Why are 126 and 127 more core for undergrads in the ML area (given that everyone knows 16B and 70)? Why do we say this when you hear something different from your friends at other schools who are clamoring to take their school’s Intro-ML class? Unless you understand the answer to this question, you cannot understand what you should do here at Berkeley and why impatience is not a good strategy. The core reason is that the ML area is very rapidly evolving, and in particular, is in the midst of a partial paradigm shift. But you just get a short window in your life to take classes as an undergrad to set the foundation for lifelong learning over decades. In that context, you want to understand the foundations better by taking 126 and 127 — — especially since both courses engage directly with ML ideas while doing so and have jupyter notebooks, etc. Since the ideas/skills there will continue to be relevant for decades while it is quite possible that many things taught in any iteration of 189 that you take will just become obsolete. If you had learned that obsolete material in a way that was grounded in 126/127, you will not be caught out when obsolescence happens — — your understanding will adapt. But if you learned the obsolete material without such grounding, you will just get holes in your understanding. As the years pass, you will be diminished. And then, despite years of experience, you’ll face the risk of being replaced by a fresh graduate at exactly the time in your life when this will hurt you the most. Most software engineers are never given the choice of proactively defending themselves against this — — you have that choice because the Berkeley curriculum is different than what they have.

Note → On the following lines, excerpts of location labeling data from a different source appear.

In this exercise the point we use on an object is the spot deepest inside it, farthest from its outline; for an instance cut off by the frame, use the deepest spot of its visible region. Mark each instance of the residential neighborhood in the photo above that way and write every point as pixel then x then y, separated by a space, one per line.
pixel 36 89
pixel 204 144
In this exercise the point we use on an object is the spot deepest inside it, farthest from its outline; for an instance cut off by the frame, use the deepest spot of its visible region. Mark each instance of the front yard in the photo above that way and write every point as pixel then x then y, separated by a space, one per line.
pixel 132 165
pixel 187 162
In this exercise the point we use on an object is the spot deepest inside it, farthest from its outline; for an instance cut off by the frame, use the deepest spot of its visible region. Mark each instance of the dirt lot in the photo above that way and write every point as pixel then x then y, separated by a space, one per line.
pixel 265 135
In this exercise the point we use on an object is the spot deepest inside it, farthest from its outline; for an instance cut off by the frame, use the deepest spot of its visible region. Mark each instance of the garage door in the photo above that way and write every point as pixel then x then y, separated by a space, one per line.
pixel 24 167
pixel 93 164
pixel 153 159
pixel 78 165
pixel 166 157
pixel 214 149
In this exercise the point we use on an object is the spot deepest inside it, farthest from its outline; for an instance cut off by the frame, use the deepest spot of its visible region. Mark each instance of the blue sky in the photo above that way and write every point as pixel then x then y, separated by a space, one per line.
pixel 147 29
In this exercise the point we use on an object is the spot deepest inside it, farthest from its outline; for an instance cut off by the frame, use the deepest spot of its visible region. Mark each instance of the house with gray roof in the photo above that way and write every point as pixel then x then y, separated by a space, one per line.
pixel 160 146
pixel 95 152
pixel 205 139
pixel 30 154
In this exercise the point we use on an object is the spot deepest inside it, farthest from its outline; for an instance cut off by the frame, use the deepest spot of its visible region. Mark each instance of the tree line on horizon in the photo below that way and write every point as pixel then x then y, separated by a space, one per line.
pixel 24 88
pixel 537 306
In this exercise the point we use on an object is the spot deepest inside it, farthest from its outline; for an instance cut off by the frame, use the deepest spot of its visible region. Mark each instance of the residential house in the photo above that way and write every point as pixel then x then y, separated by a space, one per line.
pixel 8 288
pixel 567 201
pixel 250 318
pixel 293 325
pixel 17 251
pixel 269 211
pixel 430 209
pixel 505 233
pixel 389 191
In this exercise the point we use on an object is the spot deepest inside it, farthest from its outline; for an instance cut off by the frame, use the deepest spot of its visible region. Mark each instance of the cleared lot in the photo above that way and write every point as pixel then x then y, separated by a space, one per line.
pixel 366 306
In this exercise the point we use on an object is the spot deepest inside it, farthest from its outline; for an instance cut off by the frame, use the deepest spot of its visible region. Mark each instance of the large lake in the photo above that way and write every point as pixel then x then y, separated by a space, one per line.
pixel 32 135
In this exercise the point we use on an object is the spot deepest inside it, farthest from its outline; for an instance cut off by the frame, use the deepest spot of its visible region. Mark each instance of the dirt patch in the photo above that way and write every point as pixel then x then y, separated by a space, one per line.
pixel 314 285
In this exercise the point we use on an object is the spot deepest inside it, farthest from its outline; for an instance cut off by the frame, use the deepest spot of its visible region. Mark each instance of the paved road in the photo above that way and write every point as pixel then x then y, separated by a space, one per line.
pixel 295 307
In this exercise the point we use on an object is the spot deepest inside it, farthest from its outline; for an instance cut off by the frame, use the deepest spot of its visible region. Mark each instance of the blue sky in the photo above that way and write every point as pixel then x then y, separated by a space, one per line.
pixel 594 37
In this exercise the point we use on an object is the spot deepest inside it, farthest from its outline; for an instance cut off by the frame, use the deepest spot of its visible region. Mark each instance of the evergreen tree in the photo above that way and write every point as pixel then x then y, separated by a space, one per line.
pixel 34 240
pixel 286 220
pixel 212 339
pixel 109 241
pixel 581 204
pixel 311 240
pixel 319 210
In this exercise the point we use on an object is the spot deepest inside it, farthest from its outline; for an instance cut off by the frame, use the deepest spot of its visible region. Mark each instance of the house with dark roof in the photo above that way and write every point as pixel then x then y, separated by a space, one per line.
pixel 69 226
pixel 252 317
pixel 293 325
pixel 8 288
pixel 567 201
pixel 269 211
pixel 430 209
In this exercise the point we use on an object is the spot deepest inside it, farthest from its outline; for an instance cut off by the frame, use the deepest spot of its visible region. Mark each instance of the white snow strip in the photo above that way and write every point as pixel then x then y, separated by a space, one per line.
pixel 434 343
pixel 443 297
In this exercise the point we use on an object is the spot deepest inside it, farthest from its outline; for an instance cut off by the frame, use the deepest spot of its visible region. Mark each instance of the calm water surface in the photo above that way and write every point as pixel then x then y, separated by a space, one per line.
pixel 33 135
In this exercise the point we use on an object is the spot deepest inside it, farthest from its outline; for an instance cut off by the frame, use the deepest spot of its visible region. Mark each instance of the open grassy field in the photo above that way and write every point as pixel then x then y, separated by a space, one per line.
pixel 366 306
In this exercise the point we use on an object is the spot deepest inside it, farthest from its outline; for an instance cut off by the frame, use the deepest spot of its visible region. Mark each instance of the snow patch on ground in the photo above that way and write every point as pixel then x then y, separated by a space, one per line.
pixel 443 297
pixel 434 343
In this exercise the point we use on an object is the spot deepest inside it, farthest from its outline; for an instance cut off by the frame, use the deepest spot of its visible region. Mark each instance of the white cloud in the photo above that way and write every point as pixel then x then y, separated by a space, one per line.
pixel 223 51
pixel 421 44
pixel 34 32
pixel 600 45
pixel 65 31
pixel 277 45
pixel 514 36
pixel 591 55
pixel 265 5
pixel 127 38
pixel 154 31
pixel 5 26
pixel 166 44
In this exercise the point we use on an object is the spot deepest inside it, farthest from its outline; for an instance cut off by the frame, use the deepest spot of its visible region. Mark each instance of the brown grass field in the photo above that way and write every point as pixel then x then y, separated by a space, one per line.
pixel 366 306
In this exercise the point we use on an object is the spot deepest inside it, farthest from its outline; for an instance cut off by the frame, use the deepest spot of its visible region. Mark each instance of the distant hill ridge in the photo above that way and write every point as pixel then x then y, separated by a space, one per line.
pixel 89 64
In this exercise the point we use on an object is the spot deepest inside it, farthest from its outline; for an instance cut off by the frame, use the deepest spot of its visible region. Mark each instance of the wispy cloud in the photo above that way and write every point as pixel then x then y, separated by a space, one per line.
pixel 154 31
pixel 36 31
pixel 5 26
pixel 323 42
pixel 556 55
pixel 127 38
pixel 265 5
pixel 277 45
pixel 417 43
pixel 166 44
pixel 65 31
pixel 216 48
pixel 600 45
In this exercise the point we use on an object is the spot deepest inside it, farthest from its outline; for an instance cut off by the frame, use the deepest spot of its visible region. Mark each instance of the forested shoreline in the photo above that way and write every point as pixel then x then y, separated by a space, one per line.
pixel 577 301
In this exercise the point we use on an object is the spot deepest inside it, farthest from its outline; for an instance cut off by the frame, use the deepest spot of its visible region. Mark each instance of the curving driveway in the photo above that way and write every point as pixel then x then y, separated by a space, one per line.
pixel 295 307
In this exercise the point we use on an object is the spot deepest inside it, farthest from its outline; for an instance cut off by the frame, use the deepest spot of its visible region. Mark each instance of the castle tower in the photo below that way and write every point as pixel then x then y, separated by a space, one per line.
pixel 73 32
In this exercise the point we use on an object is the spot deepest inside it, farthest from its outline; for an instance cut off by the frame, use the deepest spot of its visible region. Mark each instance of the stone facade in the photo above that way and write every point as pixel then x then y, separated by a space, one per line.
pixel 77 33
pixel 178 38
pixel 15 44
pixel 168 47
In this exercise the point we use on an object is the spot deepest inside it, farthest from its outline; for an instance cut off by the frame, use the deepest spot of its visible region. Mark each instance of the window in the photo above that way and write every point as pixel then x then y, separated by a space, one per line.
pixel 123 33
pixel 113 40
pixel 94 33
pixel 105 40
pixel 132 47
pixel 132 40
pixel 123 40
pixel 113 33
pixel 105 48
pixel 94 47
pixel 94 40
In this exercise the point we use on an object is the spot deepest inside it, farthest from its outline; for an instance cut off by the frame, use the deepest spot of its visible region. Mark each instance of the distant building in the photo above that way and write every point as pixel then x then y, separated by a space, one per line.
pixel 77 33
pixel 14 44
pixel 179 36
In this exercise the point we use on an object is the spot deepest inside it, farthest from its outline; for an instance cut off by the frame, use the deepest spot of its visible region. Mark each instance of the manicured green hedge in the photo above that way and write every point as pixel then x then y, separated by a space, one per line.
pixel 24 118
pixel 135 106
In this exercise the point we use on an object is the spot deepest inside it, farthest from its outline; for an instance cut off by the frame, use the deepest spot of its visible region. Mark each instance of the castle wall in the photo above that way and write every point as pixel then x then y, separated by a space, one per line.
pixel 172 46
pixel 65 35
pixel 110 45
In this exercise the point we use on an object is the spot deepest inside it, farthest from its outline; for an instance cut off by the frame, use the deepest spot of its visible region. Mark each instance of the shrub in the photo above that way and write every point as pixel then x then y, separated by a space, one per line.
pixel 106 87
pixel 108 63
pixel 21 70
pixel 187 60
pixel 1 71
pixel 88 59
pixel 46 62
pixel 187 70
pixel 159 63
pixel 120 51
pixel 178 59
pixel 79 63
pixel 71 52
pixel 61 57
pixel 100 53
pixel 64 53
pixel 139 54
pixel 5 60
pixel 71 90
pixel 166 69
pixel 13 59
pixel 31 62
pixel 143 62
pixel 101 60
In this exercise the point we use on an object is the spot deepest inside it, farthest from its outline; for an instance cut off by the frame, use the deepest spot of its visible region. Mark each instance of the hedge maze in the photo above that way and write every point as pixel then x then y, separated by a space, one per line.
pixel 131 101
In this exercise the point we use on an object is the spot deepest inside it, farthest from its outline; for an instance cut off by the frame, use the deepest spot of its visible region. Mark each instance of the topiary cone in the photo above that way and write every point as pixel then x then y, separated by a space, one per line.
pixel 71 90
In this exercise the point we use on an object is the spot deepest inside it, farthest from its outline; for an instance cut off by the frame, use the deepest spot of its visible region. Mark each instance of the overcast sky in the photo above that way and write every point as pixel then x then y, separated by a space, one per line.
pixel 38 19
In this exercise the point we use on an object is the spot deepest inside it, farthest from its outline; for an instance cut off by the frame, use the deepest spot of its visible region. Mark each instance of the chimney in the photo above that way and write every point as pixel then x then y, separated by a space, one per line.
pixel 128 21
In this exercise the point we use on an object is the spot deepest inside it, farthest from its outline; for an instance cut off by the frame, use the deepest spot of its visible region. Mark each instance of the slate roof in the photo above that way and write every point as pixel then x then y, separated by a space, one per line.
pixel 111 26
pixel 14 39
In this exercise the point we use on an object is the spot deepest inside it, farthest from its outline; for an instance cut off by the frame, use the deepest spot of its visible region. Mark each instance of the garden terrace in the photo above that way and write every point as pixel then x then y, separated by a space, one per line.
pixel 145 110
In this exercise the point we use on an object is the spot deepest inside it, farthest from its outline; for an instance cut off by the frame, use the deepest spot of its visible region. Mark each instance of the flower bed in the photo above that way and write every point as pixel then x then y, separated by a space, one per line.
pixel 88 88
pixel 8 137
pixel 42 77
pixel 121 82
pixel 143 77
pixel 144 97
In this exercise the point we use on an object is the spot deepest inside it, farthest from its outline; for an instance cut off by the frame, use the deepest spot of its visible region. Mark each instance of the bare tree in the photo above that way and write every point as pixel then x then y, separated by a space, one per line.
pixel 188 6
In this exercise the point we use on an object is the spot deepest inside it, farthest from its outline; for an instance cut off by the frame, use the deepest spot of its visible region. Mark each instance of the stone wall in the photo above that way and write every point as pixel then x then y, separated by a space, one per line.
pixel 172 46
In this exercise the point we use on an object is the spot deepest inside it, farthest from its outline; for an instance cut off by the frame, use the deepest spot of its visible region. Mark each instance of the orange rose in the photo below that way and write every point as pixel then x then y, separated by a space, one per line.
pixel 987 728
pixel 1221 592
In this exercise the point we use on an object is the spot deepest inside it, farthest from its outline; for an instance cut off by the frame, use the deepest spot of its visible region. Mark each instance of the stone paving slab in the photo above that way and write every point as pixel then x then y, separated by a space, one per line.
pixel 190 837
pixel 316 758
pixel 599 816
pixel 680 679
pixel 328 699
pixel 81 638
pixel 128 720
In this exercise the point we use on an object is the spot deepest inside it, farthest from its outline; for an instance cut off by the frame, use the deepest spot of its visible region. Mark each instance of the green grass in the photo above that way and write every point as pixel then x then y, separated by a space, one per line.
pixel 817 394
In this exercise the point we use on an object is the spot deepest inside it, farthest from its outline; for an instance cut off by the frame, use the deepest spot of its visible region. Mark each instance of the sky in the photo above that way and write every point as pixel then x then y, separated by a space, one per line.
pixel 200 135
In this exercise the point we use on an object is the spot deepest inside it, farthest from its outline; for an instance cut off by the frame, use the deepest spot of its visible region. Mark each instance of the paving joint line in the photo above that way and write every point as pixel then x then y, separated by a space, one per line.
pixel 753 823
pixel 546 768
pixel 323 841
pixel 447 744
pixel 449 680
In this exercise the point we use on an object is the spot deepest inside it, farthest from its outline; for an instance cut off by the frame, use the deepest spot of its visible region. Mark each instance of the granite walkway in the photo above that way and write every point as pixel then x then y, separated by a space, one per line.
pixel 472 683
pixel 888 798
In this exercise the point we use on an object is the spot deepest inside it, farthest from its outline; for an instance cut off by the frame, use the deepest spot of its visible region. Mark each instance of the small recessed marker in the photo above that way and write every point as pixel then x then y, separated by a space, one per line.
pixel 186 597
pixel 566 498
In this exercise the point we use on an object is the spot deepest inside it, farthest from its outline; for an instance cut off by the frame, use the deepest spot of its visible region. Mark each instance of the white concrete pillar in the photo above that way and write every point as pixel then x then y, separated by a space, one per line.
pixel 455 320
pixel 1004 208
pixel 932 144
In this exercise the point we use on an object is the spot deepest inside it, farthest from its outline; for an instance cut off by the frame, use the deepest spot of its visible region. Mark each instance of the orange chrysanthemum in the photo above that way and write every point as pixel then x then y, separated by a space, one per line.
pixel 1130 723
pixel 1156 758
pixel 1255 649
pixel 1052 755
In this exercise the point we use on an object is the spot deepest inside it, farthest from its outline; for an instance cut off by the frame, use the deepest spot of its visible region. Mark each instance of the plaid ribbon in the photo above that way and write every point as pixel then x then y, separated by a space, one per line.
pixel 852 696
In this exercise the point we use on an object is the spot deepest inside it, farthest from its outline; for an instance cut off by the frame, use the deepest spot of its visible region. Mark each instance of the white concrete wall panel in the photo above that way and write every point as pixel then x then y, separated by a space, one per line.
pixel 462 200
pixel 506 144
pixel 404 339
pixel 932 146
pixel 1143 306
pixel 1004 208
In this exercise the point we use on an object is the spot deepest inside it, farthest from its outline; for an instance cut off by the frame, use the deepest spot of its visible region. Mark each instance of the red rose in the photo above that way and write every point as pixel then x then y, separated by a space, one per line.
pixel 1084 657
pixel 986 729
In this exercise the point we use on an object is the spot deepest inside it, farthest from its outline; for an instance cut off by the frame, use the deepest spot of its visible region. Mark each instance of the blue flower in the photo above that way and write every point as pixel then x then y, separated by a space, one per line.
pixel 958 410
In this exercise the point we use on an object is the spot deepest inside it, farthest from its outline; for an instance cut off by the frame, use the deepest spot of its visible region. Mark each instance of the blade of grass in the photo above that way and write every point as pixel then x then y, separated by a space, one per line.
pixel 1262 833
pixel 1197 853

Let me also stop pretending that students live in an ideal world, and address some of the tensions and stresses that you face. For example, getting started with research. We understand that students can feel torn when what’s good for their understanding, education, and long-term career seems to conflict with what’s good for their short-term career. There are at least four dimensions to an Intro-ML class: vocabulary, basic concepts, actual understanding, and computational practice. Here’s the reality: after 16AB, you already have a rooted understanding of more than 50% of all the basic concepts taught elsewhere — — even if you don’t yet know what you know. You have basic computational practice already from all the 16AB stuff, and the 16B lab is a better introduction to ML than essentially anything else out there. At this point, with 70 under your belt, you can pick up vocabulary and a few other basic concepts very easily, along with more computational practice — — especially for folks with 61B-level programming skill. There’s a ton of online resources. Just go through, say, the Stanford one quarter class that (Berkeley Alum) Andrew Ng put up on Coursera. With the 16AB+70 background you have, you will go through it like a hot knife through butter.
Here’s the kicker: how much extra work would it be to go through the entire Coursera course? *Less work* than the extra work you’d have to do if you tried to take Berkeley’s 189 (which is a much more intense beast) without the appropriate background. Then, when you take 189 after having the right background, you’ll be even more golden because you can appreciate and absorb what 189 is really trying to teach you: the underlying nature of machine learning instead of just the surface. Most people at most schools don’t even get a shot at a course like that.
With something like the Coursera videos and some computational practice under your belt, the actual understanding you have from 16AB is enough for you to start being an ML code monkey — — which is how most everyone actually starts out when they start doing research as an undergrad. Don’t screw up a precious Berkeley semester for a goal that is achievable over a month in the summer in your spare time.
You don’t have to give up actually understanding things.
That said, if you decide to take one of 126/127 concurrently with 189 and the other before, the right choice is 126 before assuming you have a solid understanding of 16B.